Похоже было на выстрел стартового пистолета: по этому сигналу мы оба ринулись наперегонки, то теряя из виду, то настигая друг друга, но лица, жесты, движения были неразличимы в стремительном беге, и только дыхание слышалось — рядом или за спиной.
Категоричность! Крайности! Жестокость! Легкомыслие! Он отказывался понимать меня — у него отбирали его любовь. Нельзя, нельзя! А как же быть с жизнью? Приносить в жертву жизнь — это можно? Выдумка? Эгоизм? Кто из нас эгоист? Мы мчались наперегонки и вдруг остановились, запнулись — на вираже, на полуслове, в каких-нибудь двух шагах от финишной прямой. Мы оба сошли с дорожки — так тоже можно было бы выразиться.
Я встал.
— Для первого раза, пожалуй, хватит, Константин Федорович. У меня решено. А вам, вероятно, потребуется еще некоторое время.
Время? На что ему время? Мне видно было: он принял это как оскорбительное снисхождение. Но сдался, стиснул щеки ладонями.
— Да, пожалуй. А ты уполномочен… и от второй стороны?
— Нет, не уполномочен, — сказал я.
Мы с ним всегда были иронически холодны, и чья в том вина — не берусь судить, и дружескими рукопожатиями никогда не обменивались, не удостаивал он меня этим, а мне было все равно, но тут он протянул руку, и мы по-мужски попрощались. Рука была, правда, слабовата, не очень-то мужская.
Я вышел в переднюю, оделся мигом, как солдат по тревоге, и пыжик свой напялил, но вернулся с порога, заглянул в кухню. Мне было не так уж спокойно, а все же счастливо, как после трудной работы. Это я дал себе передышку, и вольнее стало дышать, но завтра — снова.
Водопроводный кран был откручен, шумело вовсю, Жанна — в передничке — намывала посуду.

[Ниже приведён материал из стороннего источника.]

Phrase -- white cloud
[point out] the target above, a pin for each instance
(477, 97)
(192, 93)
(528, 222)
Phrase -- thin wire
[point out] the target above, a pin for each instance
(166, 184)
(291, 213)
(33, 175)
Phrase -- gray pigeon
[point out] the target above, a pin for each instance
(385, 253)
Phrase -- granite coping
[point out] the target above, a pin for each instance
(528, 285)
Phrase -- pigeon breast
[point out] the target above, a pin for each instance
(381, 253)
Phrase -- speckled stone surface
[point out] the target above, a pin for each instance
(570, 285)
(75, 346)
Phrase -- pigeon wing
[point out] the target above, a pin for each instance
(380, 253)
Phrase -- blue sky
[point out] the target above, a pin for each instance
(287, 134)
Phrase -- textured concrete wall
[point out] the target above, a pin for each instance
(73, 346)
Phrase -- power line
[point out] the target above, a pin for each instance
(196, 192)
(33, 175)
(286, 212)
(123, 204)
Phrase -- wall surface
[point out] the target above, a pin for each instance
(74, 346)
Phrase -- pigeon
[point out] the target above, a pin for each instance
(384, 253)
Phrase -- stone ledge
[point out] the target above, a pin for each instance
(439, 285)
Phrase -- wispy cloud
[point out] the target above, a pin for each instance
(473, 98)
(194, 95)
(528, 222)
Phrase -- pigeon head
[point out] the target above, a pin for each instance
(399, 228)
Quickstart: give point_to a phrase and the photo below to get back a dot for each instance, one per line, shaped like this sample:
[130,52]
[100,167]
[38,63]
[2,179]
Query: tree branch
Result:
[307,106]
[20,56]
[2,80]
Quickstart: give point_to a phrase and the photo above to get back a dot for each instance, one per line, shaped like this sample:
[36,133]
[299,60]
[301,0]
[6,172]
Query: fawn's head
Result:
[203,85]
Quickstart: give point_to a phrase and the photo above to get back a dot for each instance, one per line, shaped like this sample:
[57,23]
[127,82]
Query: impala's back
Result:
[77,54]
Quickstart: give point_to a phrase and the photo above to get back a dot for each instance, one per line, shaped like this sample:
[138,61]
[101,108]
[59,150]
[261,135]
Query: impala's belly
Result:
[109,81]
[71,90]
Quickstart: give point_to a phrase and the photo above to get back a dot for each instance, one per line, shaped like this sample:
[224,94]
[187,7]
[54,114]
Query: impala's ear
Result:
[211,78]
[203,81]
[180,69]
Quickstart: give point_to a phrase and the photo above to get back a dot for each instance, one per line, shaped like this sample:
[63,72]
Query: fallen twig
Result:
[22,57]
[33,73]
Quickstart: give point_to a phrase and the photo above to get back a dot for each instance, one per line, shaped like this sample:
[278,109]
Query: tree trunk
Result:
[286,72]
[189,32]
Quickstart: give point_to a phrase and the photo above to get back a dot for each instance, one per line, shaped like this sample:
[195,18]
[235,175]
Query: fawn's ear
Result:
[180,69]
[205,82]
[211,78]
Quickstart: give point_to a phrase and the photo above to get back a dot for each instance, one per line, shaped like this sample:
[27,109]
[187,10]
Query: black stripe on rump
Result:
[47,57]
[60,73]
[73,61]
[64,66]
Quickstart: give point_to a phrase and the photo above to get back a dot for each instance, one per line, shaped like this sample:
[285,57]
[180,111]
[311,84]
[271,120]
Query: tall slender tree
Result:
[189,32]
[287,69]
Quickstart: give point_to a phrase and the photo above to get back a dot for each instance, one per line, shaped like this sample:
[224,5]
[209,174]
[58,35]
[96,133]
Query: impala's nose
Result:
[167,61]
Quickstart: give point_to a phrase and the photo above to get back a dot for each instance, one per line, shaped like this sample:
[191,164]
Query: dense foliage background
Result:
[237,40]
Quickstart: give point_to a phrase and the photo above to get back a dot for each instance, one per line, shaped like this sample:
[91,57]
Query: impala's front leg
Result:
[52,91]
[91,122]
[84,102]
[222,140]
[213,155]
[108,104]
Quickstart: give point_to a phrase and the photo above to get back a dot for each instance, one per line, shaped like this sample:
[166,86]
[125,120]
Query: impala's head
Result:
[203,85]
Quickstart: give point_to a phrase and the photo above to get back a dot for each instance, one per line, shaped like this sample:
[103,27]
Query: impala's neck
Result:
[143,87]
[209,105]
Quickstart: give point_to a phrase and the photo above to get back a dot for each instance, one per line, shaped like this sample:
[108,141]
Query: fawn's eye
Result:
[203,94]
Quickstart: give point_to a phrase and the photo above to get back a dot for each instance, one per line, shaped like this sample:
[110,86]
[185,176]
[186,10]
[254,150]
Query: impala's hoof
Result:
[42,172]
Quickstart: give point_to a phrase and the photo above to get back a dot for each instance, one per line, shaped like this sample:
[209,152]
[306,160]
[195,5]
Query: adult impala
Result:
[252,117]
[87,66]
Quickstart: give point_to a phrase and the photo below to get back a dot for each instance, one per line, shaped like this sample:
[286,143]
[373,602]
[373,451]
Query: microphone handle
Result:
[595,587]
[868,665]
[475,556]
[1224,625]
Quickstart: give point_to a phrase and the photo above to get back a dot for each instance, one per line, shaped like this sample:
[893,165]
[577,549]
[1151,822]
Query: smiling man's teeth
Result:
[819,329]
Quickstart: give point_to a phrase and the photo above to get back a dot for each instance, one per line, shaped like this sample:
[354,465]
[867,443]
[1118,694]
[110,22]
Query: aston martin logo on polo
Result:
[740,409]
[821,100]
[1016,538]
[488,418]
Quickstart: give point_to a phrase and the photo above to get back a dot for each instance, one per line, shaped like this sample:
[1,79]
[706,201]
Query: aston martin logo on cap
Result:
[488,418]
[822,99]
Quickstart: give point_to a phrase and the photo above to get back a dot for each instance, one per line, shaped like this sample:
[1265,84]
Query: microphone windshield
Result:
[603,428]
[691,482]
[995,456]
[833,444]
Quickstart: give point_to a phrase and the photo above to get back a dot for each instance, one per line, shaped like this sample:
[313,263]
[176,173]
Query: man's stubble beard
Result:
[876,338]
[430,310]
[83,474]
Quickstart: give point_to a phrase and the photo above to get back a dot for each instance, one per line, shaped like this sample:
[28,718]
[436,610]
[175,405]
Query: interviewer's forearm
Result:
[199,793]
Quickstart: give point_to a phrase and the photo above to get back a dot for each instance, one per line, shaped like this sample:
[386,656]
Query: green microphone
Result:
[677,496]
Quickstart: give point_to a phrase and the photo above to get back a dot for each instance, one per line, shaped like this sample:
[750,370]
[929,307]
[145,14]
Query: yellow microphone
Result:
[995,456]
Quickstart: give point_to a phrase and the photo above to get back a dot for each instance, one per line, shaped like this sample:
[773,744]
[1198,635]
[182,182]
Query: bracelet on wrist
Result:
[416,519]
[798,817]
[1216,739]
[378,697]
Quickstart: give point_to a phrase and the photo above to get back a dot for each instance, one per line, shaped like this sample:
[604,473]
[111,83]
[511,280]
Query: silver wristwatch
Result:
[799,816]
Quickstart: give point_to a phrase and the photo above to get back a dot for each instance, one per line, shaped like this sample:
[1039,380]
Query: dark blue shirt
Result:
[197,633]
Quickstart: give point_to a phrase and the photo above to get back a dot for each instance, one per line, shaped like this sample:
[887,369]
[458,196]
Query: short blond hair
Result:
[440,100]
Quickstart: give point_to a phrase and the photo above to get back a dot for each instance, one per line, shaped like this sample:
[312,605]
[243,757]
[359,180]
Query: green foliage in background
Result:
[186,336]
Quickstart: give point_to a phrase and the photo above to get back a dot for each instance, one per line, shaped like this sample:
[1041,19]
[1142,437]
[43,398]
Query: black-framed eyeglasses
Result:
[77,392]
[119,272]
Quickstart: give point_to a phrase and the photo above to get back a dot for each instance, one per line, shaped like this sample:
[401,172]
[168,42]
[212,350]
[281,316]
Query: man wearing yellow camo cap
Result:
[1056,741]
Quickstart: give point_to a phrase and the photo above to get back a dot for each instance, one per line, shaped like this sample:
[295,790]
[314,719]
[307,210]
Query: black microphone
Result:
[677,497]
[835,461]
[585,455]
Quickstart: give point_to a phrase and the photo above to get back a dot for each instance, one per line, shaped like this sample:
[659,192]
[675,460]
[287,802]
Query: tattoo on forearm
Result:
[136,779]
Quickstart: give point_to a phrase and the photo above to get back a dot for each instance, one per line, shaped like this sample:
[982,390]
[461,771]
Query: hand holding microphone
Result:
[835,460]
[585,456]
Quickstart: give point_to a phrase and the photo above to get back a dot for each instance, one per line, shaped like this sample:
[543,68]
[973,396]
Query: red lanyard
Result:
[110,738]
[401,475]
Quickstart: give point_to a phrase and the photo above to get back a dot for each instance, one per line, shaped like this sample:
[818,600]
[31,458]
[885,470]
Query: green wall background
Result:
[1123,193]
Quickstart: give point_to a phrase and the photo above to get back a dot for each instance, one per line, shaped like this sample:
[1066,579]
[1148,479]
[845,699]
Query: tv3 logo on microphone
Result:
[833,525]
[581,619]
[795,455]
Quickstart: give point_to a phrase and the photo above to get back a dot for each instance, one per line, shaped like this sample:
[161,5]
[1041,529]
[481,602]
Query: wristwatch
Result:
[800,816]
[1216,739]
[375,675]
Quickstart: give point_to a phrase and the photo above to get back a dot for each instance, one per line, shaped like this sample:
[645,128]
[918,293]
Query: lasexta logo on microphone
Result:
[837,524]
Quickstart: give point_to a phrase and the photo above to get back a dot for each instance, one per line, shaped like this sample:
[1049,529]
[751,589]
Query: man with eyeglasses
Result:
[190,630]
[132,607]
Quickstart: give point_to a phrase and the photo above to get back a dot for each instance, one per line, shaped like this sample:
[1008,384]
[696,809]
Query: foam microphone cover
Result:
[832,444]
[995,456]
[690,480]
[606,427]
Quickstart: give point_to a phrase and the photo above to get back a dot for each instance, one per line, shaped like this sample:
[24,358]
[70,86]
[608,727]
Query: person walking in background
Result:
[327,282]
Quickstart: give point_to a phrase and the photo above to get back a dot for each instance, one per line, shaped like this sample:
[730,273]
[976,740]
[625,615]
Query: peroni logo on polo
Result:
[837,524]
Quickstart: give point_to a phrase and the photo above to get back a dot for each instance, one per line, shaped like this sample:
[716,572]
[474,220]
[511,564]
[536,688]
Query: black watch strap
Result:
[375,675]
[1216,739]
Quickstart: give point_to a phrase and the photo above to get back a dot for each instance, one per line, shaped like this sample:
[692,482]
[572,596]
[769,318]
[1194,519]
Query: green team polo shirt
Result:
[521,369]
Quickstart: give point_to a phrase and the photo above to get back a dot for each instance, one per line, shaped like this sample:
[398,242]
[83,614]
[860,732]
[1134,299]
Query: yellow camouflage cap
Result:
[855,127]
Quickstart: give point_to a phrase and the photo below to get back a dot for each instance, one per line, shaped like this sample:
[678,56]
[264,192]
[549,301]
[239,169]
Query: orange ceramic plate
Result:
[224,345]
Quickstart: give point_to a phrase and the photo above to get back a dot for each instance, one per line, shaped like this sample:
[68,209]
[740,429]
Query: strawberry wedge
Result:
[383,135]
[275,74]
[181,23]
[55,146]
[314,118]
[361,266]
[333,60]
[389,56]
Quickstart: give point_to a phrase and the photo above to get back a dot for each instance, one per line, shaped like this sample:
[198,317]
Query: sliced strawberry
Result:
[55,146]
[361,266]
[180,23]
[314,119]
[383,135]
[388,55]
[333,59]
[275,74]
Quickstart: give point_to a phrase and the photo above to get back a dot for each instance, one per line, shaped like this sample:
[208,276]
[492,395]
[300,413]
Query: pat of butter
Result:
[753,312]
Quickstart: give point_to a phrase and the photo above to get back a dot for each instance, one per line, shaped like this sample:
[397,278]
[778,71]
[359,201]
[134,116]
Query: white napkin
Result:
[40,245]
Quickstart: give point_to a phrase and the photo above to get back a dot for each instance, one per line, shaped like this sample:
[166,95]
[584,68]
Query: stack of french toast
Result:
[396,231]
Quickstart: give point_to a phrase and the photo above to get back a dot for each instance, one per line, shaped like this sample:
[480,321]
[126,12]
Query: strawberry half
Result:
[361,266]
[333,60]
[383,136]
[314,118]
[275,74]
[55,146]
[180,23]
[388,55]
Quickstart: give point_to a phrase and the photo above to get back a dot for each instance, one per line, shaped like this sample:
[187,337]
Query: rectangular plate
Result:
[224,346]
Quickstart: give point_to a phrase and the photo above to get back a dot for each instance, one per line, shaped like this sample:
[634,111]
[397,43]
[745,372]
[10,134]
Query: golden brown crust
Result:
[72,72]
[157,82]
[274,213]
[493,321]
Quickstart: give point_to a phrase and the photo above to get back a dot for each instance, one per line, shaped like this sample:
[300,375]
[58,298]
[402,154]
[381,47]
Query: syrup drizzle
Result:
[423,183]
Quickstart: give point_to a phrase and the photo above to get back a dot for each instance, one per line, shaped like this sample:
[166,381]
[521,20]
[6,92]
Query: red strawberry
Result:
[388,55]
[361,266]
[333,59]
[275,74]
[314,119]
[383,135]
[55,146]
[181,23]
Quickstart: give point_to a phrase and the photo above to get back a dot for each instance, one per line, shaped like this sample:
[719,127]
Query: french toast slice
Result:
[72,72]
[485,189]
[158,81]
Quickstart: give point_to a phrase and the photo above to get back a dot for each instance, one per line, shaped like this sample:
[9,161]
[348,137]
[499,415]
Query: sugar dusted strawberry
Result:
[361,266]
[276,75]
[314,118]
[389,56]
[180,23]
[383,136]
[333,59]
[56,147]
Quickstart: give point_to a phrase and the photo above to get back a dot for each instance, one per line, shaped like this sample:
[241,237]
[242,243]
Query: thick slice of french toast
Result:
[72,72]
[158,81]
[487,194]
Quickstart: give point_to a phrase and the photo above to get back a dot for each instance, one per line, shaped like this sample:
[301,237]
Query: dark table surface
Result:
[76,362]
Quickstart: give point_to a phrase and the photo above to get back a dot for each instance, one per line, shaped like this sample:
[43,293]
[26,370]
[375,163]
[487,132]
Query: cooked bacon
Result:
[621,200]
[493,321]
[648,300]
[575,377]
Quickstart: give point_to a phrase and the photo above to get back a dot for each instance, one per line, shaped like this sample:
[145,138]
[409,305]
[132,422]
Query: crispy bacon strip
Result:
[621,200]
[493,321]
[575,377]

— Мы это поломаем, — сказал я. — У нас будет комбайн производства фабрики бытовых услуг.
Жанна вздрогнула.
— Фу, Дима, напугал… Нельзя же так… хозяйничаю, ничего не слышу! — Нельзя, нельзя! — Ты уже уходишь? — испытующе взглянула она на меня, осмотрела придирчиво. — Опять повздорили?
Мне не хотелось бы, чтобы К. Ф. застал меня тут, а мог-таки застать в любую минуту. Минут этих была у меня маловато. Но будут часы, подумал я, и дни, и годы. Разбогател. Минуты были уже не в счет. Мы даже не поцеловались при встрече, а на прощанье — нам что-то мешало. Вернее — мне. Как будто это была не кухня, а храм, и вдруг я сделался верующим, и чувства мои стали священны.